Más de dos mil nazarenos acompañaron a los distintos pasos después de La Convocatoria. Los cofrades del Ecce Homo iniciaron su desfile sobre las diez de la noche. En el Paseo de Calvo Sotelo se les unió la Guardia Pretoriana encabezada este año por el concejal de Cultura, Manuel Hernández, como Pretor. Tras ellos La Sentencia y después el tercio del Ecce Homo. Su estandarte, apadrinado por Los Armaos, estuvo acompañado por parte de la Centuria Romana a pesar de que la posición habitual de los romanos es en el cierre de la procesión.
Mientras tanto los cientos de cofrades de El Perdón esperaban pacientes en la puerta de La Merced a que les tocara el turno. Fue pasadas las once de la noche cuando por fin pudieron incorporarse a la procesión con la imagen de Nuestro Padre Jesús de la Caída, La Verónica y María Santísima del Perdón. Como siempre, agentes de la Policía Nacional acompañaron a la talla titular.
El Ecce Homo y Nuestro Padre Jesús de la Caída son los primeros, pero no serán los únicos salzillos que salgan a la calle esta Semana Santa y que están en posesión de la Semana Santa del municipio.

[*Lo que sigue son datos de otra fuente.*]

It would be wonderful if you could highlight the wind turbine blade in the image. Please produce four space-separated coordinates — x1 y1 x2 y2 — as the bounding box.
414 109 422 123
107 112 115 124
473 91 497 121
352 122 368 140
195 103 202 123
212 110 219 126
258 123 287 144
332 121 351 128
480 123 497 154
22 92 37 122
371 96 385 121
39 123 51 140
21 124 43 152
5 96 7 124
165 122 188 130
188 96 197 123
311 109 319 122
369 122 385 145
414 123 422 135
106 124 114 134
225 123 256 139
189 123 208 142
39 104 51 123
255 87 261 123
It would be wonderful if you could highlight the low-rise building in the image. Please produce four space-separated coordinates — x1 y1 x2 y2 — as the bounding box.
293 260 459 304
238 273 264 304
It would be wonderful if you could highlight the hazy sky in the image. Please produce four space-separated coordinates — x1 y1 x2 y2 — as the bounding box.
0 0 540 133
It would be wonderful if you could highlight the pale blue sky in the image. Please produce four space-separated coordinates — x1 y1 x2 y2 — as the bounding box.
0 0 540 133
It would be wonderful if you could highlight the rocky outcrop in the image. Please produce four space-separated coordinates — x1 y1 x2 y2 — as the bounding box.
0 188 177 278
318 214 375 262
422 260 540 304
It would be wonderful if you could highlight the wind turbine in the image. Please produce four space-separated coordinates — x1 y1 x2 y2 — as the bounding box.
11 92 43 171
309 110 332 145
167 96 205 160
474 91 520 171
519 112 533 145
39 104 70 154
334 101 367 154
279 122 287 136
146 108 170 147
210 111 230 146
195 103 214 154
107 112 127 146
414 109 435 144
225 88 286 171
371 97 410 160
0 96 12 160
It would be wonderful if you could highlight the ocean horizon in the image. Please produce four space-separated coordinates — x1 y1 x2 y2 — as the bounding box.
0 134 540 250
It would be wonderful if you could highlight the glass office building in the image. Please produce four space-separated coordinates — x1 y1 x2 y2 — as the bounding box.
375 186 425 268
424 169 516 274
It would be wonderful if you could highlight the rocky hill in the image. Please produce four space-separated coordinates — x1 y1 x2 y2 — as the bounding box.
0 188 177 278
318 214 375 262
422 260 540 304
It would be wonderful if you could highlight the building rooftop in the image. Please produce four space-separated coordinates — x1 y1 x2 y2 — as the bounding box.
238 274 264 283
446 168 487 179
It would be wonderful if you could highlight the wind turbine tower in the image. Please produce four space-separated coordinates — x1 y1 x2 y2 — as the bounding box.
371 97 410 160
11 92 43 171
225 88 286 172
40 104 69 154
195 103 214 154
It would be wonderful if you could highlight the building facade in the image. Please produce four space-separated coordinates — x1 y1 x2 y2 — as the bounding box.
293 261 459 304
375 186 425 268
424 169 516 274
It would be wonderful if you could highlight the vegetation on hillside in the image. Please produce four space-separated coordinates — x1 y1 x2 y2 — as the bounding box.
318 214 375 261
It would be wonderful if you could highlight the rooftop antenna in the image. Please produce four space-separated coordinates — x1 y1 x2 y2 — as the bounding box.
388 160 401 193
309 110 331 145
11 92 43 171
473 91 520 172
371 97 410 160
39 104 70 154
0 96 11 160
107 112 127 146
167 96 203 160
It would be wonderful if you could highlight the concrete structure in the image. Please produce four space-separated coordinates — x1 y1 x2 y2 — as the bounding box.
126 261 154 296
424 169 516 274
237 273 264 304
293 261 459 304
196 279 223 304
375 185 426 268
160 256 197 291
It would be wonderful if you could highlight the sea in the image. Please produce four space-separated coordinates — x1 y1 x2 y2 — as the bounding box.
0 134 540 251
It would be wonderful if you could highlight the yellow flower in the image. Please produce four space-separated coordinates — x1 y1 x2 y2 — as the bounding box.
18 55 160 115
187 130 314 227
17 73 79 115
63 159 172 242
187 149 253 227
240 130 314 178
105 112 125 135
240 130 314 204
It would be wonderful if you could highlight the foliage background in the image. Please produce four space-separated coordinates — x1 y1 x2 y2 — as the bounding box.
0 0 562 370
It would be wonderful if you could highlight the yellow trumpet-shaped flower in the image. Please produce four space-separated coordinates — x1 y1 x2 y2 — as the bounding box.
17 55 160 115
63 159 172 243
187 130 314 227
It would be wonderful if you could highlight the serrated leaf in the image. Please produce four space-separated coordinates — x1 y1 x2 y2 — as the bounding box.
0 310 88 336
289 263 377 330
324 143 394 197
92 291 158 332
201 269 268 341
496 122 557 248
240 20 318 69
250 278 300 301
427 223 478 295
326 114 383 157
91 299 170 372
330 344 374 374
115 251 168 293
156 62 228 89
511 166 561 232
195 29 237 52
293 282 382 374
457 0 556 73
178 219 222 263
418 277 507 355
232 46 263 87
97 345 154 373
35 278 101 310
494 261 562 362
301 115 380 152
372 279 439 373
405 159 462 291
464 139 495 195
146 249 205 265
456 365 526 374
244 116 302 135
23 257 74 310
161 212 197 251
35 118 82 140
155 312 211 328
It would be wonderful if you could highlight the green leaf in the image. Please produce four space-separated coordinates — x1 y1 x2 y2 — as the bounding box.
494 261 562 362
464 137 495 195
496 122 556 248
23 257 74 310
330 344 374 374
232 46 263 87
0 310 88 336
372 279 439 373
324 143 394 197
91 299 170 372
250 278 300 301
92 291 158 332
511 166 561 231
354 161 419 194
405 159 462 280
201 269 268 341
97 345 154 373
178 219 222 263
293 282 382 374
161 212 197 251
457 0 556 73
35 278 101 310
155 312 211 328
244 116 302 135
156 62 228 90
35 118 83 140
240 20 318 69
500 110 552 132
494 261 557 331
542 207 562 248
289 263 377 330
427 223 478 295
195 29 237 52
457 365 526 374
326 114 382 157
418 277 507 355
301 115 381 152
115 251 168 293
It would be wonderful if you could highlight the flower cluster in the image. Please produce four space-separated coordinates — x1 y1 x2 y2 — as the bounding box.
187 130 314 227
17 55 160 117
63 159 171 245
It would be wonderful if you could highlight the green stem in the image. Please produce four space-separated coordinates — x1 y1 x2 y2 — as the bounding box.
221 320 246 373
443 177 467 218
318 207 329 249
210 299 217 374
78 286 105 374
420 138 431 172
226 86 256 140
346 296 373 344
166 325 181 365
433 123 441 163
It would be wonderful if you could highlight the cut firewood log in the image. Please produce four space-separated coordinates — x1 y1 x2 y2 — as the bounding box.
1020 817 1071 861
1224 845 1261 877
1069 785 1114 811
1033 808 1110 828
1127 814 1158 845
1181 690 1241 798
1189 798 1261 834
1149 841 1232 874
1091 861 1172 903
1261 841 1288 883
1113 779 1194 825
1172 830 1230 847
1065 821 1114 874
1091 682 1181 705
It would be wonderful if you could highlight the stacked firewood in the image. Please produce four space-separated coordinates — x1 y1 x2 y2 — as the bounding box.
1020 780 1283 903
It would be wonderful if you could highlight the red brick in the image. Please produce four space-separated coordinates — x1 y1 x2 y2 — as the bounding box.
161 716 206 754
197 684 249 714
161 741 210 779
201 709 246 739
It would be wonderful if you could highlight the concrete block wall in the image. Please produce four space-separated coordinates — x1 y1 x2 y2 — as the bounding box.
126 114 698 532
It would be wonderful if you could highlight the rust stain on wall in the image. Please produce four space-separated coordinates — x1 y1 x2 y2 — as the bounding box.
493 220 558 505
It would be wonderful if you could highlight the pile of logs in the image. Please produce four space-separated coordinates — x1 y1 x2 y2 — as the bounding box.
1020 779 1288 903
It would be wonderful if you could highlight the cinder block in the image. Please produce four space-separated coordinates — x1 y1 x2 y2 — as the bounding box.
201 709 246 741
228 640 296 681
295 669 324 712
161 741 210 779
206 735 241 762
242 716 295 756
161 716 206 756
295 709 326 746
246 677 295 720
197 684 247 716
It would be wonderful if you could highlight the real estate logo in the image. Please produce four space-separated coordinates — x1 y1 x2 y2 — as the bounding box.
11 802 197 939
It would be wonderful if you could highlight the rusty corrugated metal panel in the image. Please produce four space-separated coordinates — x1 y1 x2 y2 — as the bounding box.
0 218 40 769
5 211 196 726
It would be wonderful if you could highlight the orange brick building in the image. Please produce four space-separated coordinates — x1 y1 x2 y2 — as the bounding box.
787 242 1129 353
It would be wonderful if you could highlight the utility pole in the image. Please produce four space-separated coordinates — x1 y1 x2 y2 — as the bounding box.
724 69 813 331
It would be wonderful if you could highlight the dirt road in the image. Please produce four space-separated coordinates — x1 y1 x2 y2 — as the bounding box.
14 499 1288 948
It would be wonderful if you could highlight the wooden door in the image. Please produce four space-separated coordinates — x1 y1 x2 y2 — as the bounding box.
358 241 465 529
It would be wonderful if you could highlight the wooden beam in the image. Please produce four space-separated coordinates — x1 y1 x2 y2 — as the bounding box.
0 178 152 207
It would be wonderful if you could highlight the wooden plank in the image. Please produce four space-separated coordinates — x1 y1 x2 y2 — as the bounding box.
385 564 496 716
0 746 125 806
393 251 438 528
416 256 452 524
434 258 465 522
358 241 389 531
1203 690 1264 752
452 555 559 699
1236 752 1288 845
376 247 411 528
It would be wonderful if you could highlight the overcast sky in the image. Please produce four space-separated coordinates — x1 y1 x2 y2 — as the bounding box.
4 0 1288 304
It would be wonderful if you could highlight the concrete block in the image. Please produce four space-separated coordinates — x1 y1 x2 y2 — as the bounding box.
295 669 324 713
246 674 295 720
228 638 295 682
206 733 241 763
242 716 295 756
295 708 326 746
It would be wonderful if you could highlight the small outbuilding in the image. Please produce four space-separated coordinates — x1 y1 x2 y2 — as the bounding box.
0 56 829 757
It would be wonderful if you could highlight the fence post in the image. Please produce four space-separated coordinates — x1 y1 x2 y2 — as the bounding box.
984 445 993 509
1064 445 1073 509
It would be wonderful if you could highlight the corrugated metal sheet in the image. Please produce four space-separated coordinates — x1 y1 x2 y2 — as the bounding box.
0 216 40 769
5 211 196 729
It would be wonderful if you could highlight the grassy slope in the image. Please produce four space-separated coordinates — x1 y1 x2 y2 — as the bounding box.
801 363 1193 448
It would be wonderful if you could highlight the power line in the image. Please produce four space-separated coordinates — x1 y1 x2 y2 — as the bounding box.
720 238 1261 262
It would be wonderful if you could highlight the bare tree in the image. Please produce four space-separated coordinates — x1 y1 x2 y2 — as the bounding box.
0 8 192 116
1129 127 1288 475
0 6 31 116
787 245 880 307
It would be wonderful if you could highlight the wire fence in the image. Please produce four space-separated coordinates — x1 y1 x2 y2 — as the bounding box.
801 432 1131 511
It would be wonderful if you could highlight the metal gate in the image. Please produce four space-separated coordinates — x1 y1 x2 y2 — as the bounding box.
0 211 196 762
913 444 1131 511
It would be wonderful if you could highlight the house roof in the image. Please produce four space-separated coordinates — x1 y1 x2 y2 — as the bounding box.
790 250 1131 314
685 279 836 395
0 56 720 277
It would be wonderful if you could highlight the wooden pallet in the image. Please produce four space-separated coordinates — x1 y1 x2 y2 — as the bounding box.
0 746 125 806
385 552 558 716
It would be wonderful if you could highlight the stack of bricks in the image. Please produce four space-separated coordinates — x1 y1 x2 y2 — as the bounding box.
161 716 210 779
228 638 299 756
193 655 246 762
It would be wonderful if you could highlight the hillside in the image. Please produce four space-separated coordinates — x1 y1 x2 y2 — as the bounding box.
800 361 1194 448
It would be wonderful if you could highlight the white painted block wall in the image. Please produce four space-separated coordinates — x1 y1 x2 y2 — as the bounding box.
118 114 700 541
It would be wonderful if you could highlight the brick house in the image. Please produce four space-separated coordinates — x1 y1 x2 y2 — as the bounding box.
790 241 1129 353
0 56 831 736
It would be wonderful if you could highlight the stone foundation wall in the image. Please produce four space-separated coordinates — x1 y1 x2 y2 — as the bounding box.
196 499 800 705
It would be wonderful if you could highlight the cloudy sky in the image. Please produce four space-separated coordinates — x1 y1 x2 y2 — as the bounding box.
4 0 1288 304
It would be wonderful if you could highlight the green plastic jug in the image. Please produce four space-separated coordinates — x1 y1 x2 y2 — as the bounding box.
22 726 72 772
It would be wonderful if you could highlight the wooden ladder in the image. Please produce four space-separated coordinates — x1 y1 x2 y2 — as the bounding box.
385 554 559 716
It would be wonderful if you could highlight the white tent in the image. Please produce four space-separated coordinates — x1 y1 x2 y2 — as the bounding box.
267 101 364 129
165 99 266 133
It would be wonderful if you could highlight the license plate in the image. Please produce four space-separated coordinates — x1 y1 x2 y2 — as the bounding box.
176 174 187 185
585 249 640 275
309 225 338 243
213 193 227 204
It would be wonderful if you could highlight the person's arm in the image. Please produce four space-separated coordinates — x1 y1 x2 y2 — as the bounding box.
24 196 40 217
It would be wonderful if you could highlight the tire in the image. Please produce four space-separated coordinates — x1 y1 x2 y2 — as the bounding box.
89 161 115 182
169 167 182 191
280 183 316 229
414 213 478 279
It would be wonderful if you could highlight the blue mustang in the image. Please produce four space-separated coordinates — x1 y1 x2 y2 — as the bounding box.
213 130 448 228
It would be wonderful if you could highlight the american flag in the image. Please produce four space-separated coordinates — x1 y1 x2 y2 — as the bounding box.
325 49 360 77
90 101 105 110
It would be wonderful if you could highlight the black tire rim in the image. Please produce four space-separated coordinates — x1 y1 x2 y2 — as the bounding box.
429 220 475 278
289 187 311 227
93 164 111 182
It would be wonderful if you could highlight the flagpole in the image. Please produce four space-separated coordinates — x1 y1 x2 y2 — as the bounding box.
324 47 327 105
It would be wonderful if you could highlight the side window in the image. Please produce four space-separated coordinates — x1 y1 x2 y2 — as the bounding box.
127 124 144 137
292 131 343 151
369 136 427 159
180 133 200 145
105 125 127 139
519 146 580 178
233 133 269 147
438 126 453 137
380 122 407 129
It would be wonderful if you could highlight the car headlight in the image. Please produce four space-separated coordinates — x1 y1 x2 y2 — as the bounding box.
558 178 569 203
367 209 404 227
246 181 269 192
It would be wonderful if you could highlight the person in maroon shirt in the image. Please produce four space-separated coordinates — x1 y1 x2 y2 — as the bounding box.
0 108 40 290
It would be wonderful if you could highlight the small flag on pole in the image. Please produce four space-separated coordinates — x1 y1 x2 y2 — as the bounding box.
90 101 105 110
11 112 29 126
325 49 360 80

Esta misma tarde y por delante de El Abuelo, saldrá en procesión por el Rabaloche el Cristo de La Agonía a hombros de mujeres de la Mayordomía de Nuestro Padre Jesús Nazareno. También cuentan entre su patrimonio con obras del imaginero murciano El Lavatorio, que también saca esta noche a San Pedro en su Arrepentimiento y Jesús lavando los pies a los apóstoles, imagen elegida precisamente en esta Semana Santa para ilustrar el cartel de las fiestas pasionales no ya por el tercer centenario del nacimiento del escultor, sino por las bodas de diamante que celebra la cofradía. El último salzillo en desfilar por Orihuela será La Dolorosa en la mañana del Domingo de Resurrección.